[tei-council] datatypes coming back to bite us

29 Mar 2015

      As you may recall, on our conference call Fri we agreed I'd try to
get Schematron checks for the default value problems Lou pointed out
in FR 546[1] ready for inclusion in next release. The cases that we'd
like to check are

 * If the attribute being defined is required, a default value should
   not be defined.

 * If the attribute being defined has a closed list of values, then
   the default value should be among the enumerated list.
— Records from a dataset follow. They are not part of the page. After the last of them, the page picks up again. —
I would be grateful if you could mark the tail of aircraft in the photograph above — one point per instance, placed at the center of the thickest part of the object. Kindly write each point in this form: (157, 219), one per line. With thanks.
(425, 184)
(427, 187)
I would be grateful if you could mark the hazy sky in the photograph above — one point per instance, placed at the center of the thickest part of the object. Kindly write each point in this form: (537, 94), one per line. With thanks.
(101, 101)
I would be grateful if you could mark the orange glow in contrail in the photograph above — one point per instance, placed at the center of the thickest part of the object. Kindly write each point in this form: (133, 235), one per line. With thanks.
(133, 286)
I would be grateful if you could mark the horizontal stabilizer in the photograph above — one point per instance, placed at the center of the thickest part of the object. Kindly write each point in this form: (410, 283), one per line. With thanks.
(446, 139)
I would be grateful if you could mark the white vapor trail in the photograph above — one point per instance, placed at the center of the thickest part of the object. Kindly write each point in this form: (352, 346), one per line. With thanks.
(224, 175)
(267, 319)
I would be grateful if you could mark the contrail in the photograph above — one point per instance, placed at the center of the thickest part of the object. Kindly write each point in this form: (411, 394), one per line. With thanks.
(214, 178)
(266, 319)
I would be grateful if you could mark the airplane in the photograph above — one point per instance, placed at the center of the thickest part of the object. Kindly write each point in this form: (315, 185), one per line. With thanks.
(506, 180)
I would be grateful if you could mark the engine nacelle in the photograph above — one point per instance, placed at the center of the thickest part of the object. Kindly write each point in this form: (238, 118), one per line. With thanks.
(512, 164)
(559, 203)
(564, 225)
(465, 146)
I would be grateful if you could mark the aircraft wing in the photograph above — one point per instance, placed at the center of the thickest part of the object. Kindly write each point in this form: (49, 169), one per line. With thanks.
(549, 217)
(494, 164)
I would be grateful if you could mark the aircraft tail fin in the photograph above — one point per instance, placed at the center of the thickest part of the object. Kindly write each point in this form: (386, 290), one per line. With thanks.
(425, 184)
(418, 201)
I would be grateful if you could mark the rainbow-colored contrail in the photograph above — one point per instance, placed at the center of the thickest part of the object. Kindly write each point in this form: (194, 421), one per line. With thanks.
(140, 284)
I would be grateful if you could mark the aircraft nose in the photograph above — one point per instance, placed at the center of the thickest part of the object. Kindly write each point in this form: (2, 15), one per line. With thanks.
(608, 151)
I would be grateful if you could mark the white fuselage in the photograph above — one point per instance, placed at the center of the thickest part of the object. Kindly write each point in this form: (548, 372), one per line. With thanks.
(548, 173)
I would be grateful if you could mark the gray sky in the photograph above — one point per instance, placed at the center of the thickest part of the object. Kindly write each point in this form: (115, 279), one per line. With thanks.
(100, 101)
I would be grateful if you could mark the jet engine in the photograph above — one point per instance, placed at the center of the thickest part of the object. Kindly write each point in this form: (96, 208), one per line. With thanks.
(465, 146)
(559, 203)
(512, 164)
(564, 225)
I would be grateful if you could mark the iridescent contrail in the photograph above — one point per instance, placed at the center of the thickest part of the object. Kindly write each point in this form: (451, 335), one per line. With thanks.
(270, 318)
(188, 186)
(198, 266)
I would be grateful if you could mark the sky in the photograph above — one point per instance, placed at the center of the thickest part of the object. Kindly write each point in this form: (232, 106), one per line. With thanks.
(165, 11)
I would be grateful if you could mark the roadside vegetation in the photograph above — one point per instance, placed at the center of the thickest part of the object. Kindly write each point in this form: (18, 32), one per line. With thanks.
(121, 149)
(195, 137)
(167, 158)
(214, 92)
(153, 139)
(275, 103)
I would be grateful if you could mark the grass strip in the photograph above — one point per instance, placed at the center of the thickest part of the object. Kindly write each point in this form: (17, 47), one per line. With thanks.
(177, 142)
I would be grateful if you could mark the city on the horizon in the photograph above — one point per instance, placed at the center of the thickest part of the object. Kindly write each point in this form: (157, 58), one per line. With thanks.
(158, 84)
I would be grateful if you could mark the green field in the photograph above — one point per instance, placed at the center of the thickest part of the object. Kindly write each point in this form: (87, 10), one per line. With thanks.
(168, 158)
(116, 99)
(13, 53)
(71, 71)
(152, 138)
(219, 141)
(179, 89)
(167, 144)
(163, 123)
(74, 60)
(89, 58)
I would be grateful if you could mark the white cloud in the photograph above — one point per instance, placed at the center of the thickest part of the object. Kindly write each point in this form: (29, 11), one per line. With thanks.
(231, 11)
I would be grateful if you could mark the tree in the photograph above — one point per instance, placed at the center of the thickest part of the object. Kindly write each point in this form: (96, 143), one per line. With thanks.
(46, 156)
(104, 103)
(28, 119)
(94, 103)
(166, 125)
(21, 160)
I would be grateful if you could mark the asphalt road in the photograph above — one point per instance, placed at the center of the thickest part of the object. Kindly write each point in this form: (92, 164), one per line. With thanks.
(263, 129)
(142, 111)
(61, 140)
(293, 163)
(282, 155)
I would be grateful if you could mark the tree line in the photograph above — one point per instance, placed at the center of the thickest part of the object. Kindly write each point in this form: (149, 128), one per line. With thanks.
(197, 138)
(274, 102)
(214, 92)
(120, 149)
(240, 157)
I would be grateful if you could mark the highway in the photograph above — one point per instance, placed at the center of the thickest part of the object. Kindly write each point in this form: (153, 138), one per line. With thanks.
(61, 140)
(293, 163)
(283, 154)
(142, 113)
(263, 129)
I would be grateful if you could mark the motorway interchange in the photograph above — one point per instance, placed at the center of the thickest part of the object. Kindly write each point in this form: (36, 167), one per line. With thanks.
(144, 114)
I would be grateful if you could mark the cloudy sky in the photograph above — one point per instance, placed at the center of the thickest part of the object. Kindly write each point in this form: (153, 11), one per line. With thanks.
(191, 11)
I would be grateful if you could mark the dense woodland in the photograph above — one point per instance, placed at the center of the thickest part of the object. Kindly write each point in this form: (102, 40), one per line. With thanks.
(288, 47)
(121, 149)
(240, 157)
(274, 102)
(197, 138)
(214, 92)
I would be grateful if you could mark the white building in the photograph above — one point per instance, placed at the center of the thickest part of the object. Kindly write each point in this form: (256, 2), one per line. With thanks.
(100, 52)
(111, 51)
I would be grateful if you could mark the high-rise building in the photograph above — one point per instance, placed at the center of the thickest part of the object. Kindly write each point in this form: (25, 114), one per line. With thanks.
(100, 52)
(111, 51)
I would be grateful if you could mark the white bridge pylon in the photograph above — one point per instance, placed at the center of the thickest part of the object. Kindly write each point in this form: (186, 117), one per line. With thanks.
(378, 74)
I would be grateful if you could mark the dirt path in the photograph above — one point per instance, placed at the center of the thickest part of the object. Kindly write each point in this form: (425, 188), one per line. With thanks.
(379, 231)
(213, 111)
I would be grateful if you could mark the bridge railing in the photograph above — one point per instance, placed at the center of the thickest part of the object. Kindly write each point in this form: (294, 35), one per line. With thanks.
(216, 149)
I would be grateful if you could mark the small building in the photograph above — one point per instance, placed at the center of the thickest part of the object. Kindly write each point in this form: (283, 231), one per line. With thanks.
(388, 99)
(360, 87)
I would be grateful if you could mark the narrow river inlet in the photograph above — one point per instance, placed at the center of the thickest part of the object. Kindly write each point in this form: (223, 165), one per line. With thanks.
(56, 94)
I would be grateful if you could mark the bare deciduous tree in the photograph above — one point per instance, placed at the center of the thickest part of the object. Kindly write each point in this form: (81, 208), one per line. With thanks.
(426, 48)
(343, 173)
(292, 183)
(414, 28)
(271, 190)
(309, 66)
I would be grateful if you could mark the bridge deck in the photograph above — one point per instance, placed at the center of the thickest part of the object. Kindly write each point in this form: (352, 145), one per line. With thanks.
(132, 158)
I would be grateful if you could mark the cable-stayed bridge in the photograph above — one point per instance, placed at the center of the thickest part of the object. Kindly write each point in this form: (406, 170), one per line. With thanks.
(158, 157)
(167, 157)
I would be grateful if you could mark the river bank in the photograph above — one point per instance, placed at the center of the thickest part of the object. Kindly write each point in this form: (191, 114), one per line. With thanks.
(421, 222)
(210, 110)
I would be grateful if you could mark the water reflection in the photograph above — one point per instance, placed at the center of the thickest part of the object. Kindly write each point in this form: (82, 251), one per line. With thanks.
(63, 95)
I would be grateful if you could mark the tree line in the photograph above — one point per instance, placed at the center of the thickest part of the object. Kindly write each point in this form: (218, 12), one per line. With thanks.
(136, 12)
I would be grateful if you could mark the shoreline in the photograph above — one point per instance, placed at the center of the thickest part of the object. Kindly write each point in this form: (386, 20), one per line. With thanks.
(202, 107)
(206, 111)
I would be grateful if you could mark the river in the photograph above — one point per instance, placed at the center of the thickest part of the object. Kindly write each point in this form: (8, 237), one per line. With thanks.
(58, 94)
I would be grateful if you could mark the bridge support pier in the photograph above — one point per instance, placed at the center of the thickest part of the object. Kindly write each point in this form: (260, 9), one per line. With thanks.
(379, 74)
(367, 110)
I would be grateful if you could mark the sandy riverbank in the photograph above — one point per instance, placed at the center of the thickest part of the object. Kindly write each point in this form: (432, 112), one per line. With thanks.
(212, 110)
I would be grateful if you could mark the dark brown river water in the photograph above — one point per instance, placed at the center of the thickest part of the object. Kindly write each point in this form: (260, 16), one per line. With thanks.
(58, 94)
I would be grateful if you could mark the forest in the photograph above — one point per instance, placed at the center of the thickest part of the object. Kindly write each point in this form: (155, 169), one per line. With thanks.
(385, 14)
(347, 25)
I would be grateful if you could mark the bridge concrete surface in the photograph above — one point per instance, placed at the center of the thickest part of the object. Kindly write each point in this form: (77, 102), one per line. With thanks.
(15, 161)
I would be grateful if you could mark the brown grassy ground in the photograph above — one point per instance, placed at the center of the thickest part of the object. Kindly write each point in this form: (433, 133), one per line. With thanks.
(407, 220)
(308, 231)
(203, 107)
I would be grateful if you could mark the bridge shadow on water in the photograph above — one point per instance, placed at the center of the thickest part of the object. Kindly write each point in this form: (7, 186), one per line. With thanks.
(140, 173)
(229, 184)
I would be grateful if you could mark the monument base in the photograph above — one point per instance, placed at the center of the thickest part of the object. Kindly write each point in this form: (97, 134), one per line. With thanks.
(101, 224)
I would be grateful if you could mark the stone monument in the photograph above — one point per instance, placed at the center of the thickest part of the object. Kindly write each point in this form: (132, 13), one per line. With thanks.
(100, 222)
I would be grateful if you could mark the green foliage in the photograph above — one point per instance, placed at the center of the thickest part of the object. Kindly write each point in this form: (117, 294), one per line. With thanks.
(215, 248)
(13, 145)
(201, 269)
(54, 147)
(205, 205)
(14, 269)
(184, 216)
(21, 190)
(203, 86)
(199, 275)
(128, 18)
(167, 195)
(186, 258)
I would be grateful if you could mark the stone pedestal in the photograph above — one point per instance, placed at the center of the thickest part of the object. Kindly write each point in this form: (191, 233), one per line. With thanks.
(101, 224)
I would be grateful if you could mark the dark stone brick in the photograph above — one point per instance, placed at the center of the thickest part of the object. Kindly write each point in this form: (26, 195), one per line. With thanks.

That second one causes a problem; I've hit a predictable snag. We
have explicitly (and unwisely IMHO) permitted whitespace in the value
of an attribute defined as a member of an enumerated set of values.
Thus it is perfectly legal in TEI to have
  <valItem ident="Bono"/>
  <valItem ident="Enya"/>
  <valItem ident="Diana"/>
  <valItem ident="Prince"/>
  <valItem ident="Madonna"/>
  <valItem ident="Pat Benetar"/>
  <valItem ident="Diana Prince"/>
  <valItem ident="Michael Jackson"/>
As I've argued before, this makes it difficult to differentiate
multiple singleton values from single multiples. E.g., presume the
above list is associated with
   <datatype minOccurs="1" maxOccurs="3">
     <rng:ref name="data.enumerated"/>
   </datatype>
Then is the value "Diana Prince" one value or two?[2] This problem
comes up because we actually have a <defaultVal> that has multiple
singleton values: namely the default for the optional @type of
<metDecl>, is "met real". (AFAIK we don't have any @ident of
<valItem> that contain whitespace.)

Now, since the attributes allows 1-3 occurrences of its closed value
list of "met", "real", and "rhyme", we (humans) know that the default
value must be two singleton values, "met" and "real". But the
Schematron check is a different story. If I write the test to match
the datatype, I would use
      string( chlid::defaultVal ) = child::valList/valItem/@ident
But that means "met real" doesn't match. If I write the test to
presume whitespace-separated singletons, I would use
      tokenize( normalize-space( child::defaultVal ),' ')
      =
      child::valList/valItem/@ident
(And remember, these are XPath 2 expressions, so the '=' operator
operates on sequences, not single values.) The problem with writing
the test that 2nd way is that then a user who takes advantage of the
fact that we allow spaces in enumerated lists will get a false error
message when she tries
              <attDef ident="Q1" mode="add">
                <defaultVal>one two</defaultVal>
                <valList type="closed">
                  <valItem ident="one two"/>
                  <valItem ident="three four"/>
                </valList>
              </attDef>
(And, I'd have to do better than normalize-space() if we wanted to
take possible leading or trailing space into account.)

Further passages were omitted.